Technical information
- Licensing authority: FCC
- Facility ID: 176335
- Class: A
- ERP: 500 watts
- HAAT: −129.0 meters (−423.2 ft)
- Transmitter coordinates: 18°01′04.9″N 66°46′21″W﻿ / ﻿18.018028°N 66.77250°W

Links
- Public license information: Public file; LMS;
- Webcast: Listen Live
- Website: purapalabra.com

= WMLG =

WMLG (89.9 FM) is a radio station broadcasting a Contemporary Christian format. Licensed to Guayanilla, Puerto Rico, it serves the southern and western Puerto Rico area. The station is currently owned by Pura Palabra Media Group. Originally known as WDPP, the station was a satellite of WLUZ, Sacra FM, until 2016. in that year, WMLG was known as Faro de Santidad. The station changed its call sign to WMLG on July 10, 2017. Due to the passage of Hurricane Maria, WMLG forced to go off the air on September 25, 2017. The station returned to the air as a satellite of Pura Palabra Radio on June 7, 2018.

On July 18, WMLG was sold by La Gigante Siembra to Pura Palabra Media Group, owner of Christian radio and television stations in Puerto Rico for over $100,000. This gives Pura Palabra its first radio station in the southern region.
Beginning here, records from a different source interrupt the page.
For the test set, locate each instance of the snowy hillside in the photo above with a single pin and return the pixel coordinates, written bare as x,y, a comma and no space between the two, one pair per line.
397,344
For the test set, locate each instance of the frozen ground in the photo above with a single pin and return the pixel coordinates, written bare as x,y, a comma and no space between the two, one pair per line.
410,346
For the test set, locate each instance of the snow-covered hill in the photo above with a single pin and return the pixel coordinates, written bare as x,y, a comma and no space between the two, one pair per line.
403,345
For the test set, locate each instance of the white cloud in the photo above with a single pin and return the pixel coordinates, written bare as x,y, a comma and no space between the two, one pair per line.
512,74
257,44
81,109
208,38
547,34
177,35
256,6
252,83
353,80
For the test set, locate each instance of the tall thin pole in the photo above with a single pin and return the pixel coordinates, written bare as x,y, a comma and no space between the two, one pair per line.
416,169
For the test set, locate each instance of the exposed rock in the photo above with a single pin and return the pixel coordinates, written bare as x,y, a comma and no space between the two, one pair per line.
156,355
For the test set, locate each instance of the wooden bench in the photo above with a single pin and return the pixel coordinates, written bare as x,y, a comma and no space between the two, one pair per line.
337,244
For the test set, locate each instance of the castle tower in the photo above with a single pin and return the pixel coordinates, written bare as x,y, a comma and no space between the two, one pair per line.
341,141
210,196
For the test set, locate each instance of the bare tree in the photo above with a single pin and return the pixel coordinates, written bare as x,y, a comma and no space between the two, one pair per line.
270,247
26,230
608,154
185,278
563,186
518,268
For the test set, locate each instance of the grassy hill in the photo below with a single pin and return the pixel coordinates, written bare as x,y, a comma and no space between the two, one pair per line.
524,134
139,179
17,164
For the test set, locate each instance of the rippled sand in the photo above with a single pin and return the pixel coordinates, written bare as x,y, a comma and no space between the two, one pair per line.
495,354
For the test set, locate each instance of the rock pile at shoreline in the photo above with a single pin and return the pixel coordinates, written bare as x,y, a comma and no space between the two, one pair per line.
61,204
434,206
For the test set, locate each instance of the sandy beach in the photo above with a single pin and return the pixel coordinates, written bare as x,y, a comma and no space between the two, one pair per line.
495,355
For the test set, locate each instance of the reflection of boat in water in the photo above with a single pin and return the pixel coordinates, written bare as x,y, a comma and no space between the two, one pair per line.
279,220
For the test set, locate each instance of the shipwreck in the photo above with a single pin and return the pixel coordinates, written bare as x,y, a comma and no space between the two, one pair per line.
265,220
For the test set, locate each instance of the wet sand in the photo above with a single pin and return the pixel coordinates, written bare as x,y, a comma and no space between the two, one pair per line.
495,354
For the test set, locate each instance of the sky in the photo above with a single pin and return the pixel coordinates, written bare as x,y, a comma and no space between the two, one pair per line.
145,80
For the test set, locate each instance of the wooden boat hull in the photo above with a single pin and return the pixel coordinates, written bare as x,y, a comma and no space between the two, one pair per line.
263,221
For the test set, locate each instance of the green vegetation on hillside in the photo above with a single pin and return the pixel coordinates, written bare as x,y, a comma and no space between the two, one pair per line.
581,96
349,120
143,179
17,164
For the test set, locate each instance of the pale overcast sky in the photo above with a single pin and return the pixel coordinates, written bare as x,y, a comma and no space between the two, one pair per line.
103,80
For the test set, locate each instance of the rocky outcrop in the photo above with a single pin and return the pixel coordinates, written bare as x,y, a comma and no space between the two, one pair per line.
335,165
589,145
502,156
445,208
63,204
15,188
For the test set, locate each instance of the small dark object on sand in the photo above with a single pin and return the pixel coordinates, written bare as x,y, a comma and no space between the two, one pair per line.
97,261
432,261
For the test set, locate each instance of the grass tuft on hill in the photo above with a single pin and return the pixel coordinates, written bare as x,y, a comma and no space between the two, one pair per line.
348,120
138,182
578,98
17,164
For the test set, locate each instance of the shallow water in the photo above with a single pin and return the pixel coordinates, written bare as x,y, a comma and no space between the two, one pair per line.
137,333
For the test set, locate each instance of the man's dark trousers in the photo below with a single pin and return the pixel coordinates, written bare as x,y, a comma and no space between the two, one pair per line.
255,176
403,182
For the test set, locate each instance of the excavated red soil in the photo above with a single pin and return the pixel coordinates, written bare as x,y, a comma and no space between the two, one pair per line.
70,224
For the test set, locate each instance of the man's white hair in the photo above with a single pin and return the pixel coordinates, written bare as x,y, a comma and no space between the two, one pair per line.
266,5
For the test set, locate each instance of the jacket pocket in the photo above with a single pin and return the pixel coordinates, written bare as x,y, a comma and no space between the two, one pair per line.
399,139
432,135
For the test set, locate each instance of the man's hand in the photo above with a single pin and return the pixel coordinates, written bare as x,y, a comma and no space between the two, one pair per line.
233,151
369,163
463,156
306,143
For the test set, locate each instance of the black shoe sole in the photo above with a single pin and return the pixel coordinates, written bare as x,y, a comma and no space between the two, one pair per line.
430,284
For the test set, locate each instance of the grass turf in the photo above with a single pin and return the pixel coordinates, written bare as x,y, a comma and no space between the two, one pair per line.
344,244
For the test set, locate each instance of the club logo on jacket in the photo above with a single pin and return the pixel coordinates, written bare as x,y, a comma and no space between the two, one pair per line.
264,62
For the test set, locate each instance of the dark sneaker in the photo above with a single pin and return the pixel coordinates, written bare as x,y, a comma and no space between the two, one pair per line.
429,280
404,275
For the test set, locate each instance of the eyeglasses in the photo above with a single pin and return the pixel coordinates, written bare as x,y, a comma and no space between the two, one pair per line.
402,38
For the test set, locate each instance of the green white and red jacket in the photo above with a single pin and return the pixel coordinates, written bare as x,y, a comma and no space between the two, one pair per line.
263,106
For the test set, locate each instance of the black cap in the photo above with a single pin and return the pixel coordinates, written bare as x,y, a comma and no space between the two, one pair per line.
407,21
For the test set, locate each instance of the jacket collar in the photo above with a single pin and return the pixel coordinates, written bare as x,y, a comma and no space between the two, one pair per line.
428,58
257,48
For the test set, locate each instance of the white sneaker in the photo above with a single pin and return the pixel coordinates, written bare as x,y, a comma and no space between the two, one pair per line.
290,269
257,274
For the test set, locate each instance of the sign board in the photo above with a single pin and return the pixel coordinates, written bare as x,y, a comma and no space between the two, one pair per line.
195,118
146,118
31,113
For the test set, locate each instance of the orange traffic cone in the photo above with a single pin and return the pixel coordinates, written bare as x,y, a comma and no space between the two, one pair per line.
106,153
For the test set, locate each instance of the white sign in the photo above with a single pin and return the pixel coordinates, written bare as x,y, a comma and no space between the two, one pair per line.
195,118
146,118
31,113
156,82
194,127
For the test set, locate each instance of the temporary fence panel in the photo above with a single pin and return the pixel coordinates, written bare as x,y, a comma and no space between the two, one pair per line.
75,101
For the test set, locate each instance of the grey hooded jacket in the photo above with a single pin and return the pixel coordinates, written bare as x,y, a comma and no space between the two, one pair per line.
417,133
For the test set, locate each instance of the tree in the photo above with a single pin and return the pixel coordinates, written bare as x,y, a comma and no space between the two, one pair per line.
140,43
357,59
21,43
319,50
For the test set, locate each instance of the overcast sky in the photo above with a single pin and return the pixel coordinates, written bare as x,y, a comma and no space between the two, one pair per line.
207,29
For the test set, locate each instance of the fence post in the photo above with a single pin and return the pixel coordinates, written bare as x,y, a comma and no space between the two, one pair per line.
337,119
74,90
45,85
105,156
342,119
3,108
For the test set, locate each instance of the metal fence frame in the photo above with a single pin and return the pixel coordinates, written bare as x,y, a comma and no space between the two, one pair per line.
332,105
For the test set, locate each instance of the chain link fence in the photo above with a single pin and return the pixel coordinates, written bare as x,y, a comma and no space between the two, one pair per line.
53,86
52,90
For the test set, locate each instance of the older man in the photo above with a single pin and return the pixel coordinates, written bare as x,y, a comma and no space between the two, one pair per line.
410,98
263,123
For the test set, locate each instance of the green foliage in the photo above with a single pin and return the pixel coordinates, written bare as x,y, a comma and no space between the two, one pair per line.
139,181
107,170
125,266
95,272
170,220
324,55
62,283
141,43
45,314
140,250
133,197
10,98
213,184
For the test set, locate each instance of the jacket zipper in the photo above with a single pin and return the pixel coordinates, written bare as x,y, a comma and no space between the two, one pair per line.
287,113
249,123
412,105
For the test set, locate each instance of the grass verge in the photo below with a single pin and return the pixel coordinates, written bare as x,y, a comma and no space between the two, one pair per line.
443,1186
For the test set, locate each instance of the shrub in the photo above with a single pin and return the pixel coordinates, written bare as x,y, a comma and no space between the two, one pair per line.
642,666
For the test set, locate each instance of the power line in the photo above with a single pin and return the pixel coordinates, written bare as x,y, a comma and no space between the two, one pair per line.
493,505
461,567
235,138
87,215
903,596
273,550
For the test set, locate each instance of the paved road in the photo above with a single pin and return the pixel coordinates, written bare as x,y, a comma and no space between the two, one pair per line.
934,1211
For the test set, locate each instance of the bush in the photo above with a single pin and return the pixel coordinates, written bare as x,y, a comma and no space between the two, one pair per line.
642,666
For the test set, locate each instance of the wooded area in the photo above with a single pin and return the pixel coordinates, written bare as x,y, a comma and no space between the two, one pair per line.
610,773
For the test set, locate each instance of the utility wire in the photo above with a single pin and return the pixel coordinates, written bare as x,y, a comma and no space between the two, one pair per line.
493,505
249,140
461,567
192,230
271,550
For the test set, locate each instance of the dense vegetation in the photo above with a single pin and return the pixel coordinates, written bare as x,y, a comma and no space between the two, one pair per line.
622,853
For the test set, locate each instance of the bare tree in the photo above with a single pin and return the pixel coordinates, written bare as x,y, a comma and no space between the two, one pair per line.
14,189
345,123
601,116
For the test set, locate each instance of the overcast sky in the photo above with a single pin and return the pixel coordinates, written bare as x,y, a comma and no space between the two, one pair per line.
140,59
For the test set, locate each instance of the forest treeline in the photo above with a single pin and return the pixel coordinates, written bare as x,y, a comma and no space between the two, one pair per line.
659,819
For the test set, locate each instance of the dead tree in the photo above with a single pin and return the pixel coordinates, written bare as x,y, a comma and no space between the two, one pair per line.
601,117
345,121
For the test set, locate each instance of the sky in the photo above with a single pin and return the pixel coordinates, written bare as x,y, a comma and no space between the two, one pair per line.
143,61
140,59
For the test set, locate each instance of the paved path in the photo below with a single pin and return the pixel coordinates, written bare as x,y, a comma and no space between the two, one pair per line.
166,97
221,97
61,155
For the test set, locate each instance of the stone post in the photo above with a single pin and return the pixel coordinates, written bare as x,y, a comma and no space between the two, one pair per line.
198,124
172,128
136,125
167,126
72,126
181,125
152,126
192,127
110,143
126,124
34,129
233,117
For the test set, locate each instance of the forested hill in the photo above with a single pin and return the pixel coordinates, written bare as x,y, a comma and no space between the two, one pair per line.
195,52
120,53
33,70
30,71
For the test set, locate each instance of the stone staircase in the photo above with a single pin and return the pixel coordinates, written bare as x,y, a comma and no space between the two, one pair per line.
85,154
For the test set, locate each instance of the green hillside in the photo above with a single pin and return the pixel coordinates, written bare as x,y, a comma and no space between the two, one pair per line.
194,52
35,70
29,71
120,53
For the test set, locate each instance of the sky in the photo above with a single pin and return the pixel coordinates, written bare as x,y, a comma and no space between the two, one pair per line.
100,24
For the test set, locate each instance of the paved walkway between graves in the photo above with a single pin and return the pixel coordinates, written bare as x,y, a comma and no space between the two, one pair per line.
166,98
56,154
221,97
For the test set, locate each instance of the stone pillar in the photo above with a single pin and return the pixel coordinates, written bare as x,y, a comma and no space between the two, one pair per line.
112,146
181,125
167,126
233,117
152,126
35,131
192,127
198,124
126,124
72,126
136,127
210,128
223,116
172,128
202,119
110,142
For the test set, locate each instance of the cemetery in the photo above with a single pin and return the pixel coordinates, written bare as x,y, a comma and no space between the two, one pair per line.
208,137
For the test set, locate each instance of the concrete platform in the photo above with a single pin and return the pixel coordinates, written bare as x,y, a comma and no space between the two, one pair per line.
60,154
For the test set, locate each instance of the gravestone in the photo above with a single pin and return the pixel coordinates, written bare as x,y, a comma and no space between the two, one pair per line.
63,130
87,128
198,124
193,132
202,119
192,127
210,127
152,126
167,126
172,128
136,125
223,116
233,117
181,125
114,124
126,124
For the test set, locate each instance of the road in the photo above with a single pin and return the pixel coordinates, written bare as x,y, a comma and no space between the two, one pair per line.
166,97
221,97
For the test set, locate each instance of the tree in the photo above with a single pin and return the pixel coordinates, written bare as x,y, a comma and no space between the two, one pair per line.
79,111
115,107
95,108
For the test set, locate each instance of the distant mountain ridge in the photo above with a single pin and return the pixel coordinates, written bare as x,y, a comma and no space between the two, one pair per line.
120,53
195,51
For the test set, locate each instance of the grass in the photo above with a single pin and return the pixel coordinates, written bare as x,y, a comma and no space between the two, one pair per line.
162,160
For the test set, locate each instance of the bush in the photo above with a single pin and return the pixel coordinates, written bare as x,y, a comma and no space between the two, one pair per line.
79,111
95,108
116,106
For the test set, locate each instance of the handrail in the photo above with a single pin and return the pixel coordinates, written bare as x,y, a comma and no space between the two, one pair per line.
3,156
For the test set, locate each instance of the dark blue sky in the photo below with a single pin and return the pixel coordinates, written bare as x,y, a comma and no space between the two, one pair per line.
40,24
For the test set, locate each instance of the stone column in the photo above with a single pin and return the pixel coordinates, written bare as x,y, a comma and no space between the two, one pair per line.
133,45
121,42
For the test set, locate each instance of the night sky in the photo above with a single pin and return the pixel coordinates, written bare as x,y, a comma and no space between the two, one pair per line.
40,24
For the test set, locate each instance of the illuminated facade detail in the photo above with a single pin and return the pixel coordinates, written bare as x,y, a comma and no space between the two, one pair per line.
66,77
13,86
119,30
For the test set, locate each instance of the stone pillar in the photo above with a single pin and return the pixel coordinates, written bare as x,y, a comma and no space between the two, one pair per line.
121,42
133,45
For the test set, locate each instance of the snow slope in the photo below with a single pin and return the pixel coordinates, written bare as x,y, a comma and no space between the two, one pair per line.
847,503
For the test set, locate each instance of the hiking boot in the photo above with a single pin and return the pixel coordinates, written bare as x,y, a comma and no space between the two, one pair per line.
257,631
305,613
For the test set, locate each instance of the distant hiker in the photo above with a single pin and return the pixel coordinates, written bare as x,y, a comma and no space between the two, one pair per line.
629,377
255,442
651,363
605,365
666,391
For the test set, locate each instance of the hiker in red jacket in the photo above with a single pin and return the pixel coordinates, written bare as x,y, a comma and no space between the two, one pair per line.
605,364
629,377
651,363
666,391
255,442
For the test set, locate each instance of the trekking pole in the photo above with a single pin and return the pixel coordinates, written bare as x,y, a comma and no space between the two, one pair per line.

According to the FCC filing, $600,000 will be paid with the transfer of the license, and four annual payments of $100,000. In the event of non-payment, the license will revert to La Gigante Siembra.

WMLG alongside WBYM in Bayamon will join other stations owned by Pura Palabra Media Group, radio stations WLAZ in Kissimmee, Florida, WQML in Ceiba, W268BK in San Juan and Television station WUJA in Caguas, Puerto Rico. The sale was completed on September 12, 2018.